Lo sblocco dei licenziamenti previsti dal primoo Luglio (insieme a quello degli sfratti) e la liberalizzazione del sistema degli appalti sono le azioni politiche di un governo, quello Draghi, che ha voluto subordinare l’erogazione degli ammortizzazioni sociale all’accettazione dei processi di ristrutturazione – come ha spiegato Riad Zaghdane – in cui verranno falcidiate quelle aziende medio-piccole non legate ai settori core delle filiere produttive franco-tedesche.

Questo è per così dire il lato oscuro della digitalizzazione e della transizione ecologica guidata dal capitalismo.

Vi è una correlazione diretta tra la strategia di controrivoluzione preventiva e il deficit democratico dovuto all’accelerazione dei processi di “esecutivizzazione” che esautorano, per le decisioni fondamentali, non solo il Parlamento ma il governo stesso – come ha dimostrato la nomina del “Comitato Tecnico dei 5” – e il processo di ristrutturazione in corso.

È quindi una triplice sfida per il movimento di classe tutto, chiamato subito alla messa in cantiere di iniziative di lotta efficaci ed unitarie che sappiano ribaltare i rapporti di forza colpendo là dove fa più male.

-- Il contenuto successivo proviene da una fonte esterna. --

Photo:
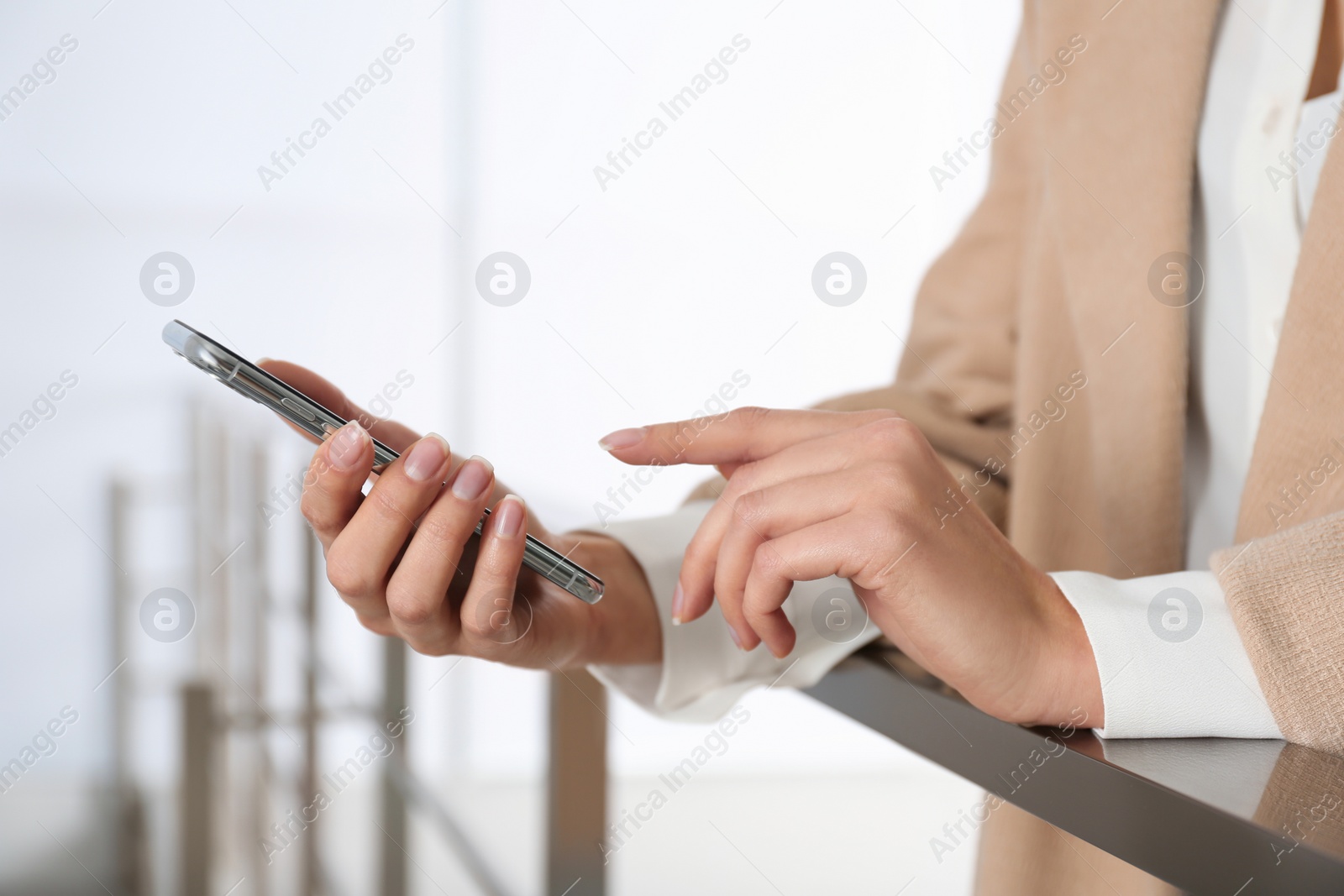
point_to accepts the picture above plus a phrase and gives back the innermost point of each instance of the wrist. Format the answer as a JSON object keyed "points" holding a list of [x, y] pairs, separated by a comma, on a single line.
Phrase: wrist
{"points": [[1070, 680], [624, 625]]}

Una sfida che deve avere una precisa traduzione politica da parte di chi anche con l’avvicinarsi delle elezioni in cinque delle maggiori aree metropolitane del paese, vuole colmare un deficit profondo di rappresentanza per le fasce sempre più ampie del nostro blocco sociale escluse dal patto neo-corporativo che si sta prefigurando.

L’odio di classe torna ad essere una forza motrice.